With staffing levels pared down, small businesses have to make do with smaller teams — which mean that there is little or no experience inside the company to cover the skill deficit. Too often, the dislocated worker lacks the relevance of similar work skills to match customer expected results. Successful hiring will require an on-boarding program that includes on-demand skills training.

Yet hiring and training an employee costs more than 40 percent of the employees’ wages, experts say. That’s expensive, and many small businesses are challenged to constantly find growth opportunities. Workers employed by small businesses make up 52 percent of the national workforce — that’s 47.7 million Americans who work for companies that employ less than 500 persons, according to the federal government. In light of these facts, the government should recognize that small businesses are more likely than large corporations to hire from within their communities. Unlike large, conglomerate corporations that have mega headquarters and stockholders to answer to, small businesses are more likely to reinvest in their communities through purchases of local products and services. Government programs that encourage and enhance the growth of small businesses ensure a strong future for the American economy.

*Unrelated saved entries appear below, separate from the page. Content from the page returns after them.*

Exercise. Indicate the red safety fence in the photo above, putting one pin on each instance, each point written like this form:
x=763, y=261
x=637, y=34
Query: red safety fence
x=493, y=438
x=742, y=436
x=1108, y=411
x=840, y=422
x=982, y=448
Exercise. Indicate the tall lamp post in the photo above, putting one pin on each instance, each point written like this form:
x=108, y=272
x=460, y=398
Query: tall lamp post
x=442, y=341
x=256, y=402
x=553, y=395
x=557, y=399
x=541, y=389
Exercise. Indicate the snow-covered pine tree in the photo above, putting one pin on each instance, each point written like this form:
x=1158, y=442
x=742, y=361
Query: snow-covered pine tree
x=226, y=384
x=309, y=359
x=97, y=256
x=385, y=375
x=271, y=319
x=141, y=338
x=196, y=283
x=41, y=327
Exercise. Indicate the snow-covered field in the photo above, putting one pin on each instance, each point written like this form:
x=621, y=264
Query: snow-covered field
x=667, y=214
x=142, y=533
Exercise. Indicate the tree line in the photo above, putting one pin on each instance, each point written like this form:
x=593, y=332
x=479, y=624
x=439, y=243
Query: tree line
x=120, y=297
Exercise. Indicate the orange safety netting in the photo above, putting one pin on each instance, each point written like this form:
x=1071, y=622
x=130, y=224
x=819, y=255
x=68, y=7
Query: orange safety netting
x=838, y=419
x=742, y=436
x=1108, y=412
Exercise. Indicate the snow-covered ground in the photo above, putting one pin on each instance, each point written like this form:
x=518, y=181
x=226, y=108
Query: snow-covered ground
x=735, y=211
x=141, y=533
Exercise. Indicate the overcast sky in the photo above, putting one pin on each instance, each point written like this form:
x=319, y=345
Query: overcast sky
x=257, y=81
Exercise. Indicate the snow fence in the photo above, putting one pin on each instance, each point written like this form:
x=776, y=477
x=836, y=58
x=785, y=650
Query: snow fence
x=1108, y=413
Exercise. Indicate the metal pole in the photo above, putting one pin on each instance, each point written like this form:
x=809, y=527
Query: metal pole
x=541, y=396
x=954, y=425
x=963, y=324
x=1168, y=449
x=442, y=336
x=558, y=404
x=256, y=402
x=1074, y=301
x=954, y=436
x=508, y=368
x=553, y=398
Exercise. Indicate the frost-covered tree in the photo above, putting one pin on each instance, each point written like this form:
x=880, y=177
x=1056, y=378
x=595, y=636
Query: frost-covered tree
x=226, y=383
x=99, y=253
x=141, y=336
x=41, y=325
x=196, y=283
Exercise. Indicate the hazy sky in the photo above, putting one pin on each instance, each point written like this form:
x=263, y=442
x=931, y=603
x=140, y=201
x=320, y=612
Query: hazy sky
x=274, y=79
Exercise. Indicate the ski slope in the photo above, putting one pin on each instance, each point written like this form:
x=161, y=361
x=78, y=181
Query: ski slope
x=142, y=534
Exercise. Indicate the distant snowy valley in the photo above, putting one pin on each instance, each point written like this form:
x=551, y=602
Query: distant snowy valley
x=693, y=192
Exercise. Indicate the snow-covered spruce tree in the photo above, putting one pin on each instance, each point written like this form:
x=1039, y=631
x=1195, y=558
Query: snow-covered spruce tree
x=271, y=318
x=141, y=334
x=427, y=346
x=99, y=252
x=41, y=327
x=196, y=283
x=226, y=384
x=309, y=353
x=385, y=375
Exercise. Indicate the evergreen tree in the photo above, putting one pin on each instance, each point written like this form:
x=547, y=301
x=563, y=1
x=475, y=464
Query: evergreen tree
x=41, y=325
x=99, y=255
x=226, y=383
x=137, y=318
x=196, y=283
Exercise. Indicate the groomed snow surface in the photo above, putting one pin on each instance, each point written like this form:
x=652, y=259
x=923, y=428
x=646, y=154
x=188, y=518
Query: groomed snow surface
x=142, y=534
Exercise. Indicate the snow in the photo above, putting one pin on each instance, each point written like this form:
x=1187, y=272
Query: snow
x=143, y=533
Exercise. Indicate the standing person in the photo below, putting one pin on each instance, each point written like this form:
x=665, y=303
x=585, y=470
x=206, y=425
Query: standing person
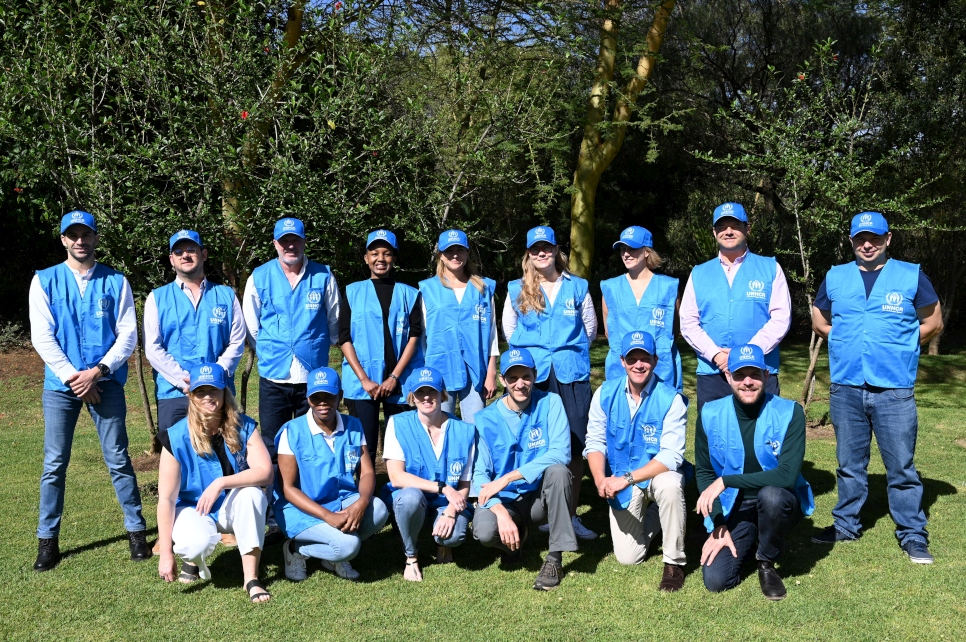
x=323, y=510
x=748, y=451
x=641, y=299
x=875, y=313
x=379, y=331
x=460, y=337
x=291, y=308
x=82, y=324
x=429, y=458
x=550, y=313
x=213, y=467
x=520, y=476
x=186, y=322
x=635, y=446
x=735, y=298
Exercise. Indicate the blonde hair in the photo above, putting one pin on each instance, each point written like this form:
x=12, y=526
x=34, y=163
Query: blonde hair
x=531, y=297
x=198, y=423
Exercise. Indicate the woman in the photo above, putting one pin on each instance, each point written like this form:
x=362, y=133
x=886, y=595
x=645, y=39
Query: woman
x=213, y=465
x=550, y=313
x=641, y=299
x=319, y=505
x=429, y=458
x=458, y=307
x=380, y=326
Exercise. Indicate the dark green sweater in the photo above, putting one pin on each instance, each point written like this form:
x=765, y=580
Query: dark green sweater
x=753, y=478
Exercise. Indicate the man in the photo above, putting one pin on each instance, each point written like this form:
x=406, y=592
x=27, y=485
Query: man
x=83, y=326
x=875, y=313
x=748, y=451
x=635, y=445
x=520, y=475
x=189, y=322
x=291, y=308
x=737, y=297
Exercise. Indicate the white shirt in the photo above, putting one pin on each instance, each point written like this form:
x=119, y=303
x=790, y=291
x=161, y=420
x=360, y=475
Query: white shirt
x=164, y=363
x=252, y=307
x=392, y=449
x=673, y=431
x=43, y=328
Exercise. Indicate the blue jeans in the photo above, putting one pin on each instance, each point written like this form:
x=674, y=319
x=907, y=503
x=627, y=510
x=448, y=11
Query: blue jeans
x=61, y=411
x=890, y=413
x=326, y=542
x=409, y=508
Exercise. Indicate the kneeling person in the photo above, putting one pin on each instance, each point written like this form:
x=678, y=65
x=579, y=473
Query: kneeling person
x=635, y=445
x=748, y=452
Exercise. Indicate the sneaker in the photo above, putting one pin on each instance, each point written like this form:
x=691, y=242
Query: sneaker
x=294, y=563
x=342, y=569
x=918, y=552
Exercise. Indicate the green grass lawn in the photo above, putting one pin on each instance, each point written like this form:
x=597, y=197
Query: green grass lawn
x=864, y=590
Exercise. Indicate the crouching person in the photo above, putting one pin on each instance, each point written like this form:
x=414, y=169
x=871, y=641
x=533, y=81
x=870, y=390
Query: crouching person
x=319, y=505
x=749, y=449
x=213, y=465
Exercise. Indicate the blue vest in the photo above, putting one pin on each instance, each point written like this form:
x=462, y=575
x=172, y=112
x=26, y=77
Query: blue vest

Too often, small businesses struggle to sustain employment for their workers within the constraints of very small profit margins. Too often, employee hiring and training suffer. Yet commitment to hiring and ongoing training is essential in America’s future. Government spending geared toward boosting employment and job skills for our workers would be money well invested in America's future.

Michelle Benjamin is founder and CEO of Benjamin Enterprises, a New York based firm that manages facilities and maintenance for companies.